Previo a un concierto, el acoso a los artistas llega a su punto culminante. Hay que llenar. Y hay que rellenar. Los formularios. Los famosos formularios, en especial si la contratación cuenta con apoyo estatal. A lo que sigue el curriculum, que don Ata habría tenido que presentar firmando todas las páginas, sin olvidar el certificado de antecedentes penales, porque –exigencia de la vida democrática– hasta don Ata puede haber matado a alguno. Y yo creo que sin don Ata hubiera vivido esta penosa situación quizás hubiera tenido ganas de matar a alguno. Porque cuando estos músicos han terminado de llenar papelitos, cuando han probado ante quien corresponda que no han matado a nadie (en los últimos seis meses, después se renueva), viene la fase bancaria. Porque cualquier contratación exige también una serie de trámites bancarios. Y es así como el artista que llega finalmente al escenario debe ser considerado como un campeón, como el sobreviviente de una larga lucha en la que nadie, en ningún momento, le hizo la menor pregunta aferente a su arte.
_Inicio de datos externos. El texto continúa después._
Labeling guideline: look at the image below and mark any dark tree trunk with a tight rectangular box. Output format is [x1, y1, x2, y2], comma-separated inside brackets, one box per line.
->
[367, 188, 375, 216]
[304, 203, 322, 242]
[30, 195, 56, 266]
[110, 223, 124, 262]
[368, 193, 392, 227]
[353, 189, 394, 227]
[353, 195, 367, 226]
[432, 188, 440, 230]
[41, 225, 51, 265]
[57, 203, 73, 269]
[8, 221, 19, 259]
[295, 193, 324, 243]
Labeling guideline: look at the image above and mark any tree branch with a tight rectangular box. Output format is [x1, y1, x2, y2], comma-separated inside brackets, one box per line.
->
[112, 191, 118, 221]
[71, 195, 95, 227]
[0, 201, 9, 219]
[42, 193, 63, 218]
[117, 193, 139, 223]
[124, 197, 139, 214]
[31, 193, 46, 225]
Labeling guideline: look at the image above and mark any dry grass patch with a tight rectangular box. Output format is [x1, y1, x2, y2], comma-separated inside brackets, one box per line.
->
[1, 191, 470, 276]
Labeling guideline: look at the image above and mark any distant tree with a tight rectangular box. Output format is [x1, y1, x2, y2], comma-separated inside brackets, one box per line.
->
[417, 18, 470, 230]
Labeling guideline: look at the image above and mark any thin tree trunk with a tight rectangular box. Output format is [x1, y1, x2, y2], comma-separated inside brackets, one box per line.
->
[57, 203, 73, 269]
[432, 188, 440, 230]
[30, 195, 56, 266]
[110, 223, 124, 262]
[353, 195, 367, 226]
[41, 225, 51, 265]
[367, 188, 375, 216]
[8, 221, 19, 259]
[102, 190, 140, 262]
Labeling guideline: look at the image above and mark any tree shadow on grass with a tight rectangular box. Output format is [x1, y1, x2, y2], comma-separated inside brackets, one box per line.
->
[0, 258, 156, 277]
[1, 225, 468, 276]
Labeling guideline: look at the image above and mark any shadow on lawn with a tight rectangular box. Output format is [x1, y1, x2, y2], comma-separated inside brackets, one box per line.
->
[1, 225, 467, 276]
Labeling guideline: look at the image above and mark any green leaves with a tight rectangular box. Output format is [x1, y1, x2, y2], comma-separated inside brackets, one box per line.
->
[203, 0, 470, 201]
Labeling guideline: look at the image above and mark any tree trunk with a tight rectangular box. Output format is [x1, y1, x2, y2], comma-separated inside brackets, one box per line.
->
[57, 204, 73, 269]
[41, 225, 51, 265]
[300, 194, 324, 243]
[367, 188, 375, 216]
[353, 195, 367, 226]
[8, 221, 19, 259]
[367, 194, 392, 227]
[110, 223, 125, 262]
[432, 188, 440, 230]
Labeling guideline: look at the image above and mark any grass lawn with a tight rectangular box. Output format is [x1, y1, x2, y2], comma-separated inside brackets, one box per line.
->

¿Dónde está Carlos Di Fulvio? Pregunto por Carlos Di Fulvio. ¿Por qué nos privan de Carlos Di Fulvio? Quisiera escuchar “Campo Afuera” en la mejor sala de Buenos Aires, de Mendoza, de Córdoba, no importa el lugar. Una sala que todavía no ha sido concebida. Una sala que sería planeada no como “regalo”, no como “distinción” (las distinciones que se otorgan a los músicos son proporcionales a la ausencia de lugares para tocar: mientras más distinciones, menos lugares), una sala pensada como “deber”. Como eso que le debemos nosotros, los ciudadanos, a los artistas que nos han ayudado a vivir. Es un error, es imperdonable, no hacer lo posible y lo imposible para que el arte de un Carlos Di Fulvio, para que el arte de un Jaime Torres, para que el arte de un Dino Saluzzi, para que el arte del Cuarteto Cedrón, llegue a su público en el lugar más adaptado para hacerlo. No nombro a todos y me disculpo por eso, no es con ánimo de excluir. No nombro a Horacio Salgán. Me dirán pero el maestro Salgán “se retiró”. Y yo pregunto ¿qué tan voluntaria fue la decisión de retirarse del maestro Salgán? ¿Qué significa que tengamos a una parte de los más emblemáticos artistas populares de este siglo encerrados en sus casas? ¿No deberíamos poder recibirlos en un gran teatro? ¿En las mejores condiciones? ¿No se lo merecen? ¿No nos lo merecemos? ¿No se lo merecen nuestros hijos?
No se trata de promover en esta nota un tratamiento preferencial para los músicos. (Aunque es de no notar que yo, por tomar una ciudadana común, no tengo –como profesional residente en Argentina– ni un cuarto de las dificultades que tienen ellos). Se trata en cambio de promover una reflexión sobre cómo no auto-boicotearse. Sobre cómo no desalentar a los artistas que son plenamente parte de este país, de su historia, de sus dolores, de sus alegrías, de su sabiduría. Sobre cómo seguir construyendo con ellos, junto a ellos, gracias a ellos. Aprendiendo de ellos cómo no sucumbir ante la imbecilidad y el dinero.
Sin duda podemos dejarlos morir. Podemos abandonarlos a su suerte y que sea lo que Dios quiera, o lo que el Banco quiera o lo que la Administración X quiera. Pero no seremos los mismos. No, no seremos los mismos, el día en que desanimados por las muchas trabas que hoy aquejan el mundo del arte, nuestros artistas se mueran de pena. Y no seremos precisamente mejores. Más vale saberlo.